По совету Андрея Гая Девяткин направил свои стопы к дому наказного атамана генерал-майора Павла Степановича Завадовского. Доложился адъютанту. Генерал принял без промедления. Выслушал сбивчивый рассказ. Пожевал ус. Повел длинным утиным носом. Принюхался к запахам с кухни.
— Голодный?
— Есть такое дело, Ваше Превосходительство!
— Дадут тебе постных щей и отведут на казенну квартиру. Никуда не ховайся. Приглашу генерала Засса с Прочного Окопа. Балакать будем.
Засс примчался быстро. Сам поспрашивал Девяткина. Недоверчиво сверлил его своими красными глазами, страшно шевеля длинными белыми усами. Кликнул караул.
— Молодца этого, — показал на Девяткина, — в холодную. Держать под караулом, пока я не освобожусь. Есть у меня к нему вопросы. Но сейчас не до них.
Удивленного до крайности Васю увели солдаты. Старшие офицеры принялись обсуждать, что делать, вызвав к себе командира 4-го батальона тенгинцев штабс-капитан Корзуна и командира Навагинского полка полковника Полтинина.
— Давати думку гадать, панове офицери! — обратился к собравшимся наказной атаман.
Завадовский был хитрым и изворотливым хохлом. Мечтал отделить от России Черноморию Китайской стеной, но больше заботился о своем кармане, умея при этом так угодить начальству, что до своей смерти оставался у власти. Всем говорил, что он простой и, по его выражению, «неписьменный». Малороссийского акцента не скрывал. Наоборот, любил им фраппировать приезжавших офицеров из столиц.

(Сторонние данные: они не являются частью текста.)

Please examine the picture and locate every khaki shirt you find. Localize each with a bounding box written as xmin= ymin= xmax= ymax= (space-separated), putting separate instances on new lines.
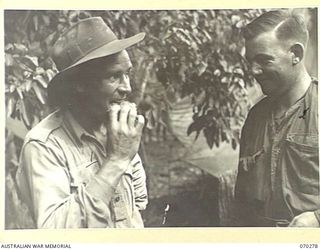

— Положение серьезное, — обозначил свое видение ситуации генерал-лейтенант Засс, не дожидаясь, пока выскажутся младшие по чину. Он с этого года командовал правым флангом всей Кавказской линии. — Вся Черкесия поднялась. И до нас докатилась сия напасть. А крепость на Абине как была слабым звеном, так и осталась.
— Отож оно так и було! Скильки раз гоняли тенгинцив до Абину, а толку?
— Изнурен мой батальон, — признался его командир. — Полк оставил нашу часть нести караульную службу взамен ушедших к Анапе войск, а мы все время в походе.
В марте месяце, прознав про тревожную ситуацию на черноморском побережье, с Кубанской Линии был отправлен отряд под командой полковника Могукорова. Отчаянный вышел поход. Болота за Кубанью поднялись. Ледяная вода доходила порой до груди. Кое-как прорвались, не потеряв обоз и артиллерию. На подходе к реке Кунипс, обнаружили, что черкесы разрушили плотины, а переправы смыло. Семь речек-притоков вздулись. Перешли, неся оружие, амуницию и заряды на голове. Главное русло казалось непреодолимым. Река ревела, мимо неслись заостренные дубовые колоды. Их бросали в воду горцы, надеясь развернуть отряд. Просчитались! Кинулись в холодную мартовскую воду отчаянные рядовые Щербаков и Зильберт. К ним присоединились другие. Натаскали корчи, любезно предоставленные местным населением. Из них соорудили крепкий мост и переправились. Лошадей пустили вплавь, а орудия и пустые зарядные ящики перетащили по дну[2]. Отряд добрался до Абинской крепости. Она оказалась в плачевном состоянии: рвы требовали расчистки, эскарпы и контрэскарпы обрушились, а валы настолько осели, что уже не прикрывали людей от обстрелов. Неделю исправляли повреждения. Оставив 10-ю Тенгинскую мушкетерскую роту в форте, отправились обратно. Преодолели все те же препятствия. И вот снова-здорово: как ни крути, а предстоит новый поход.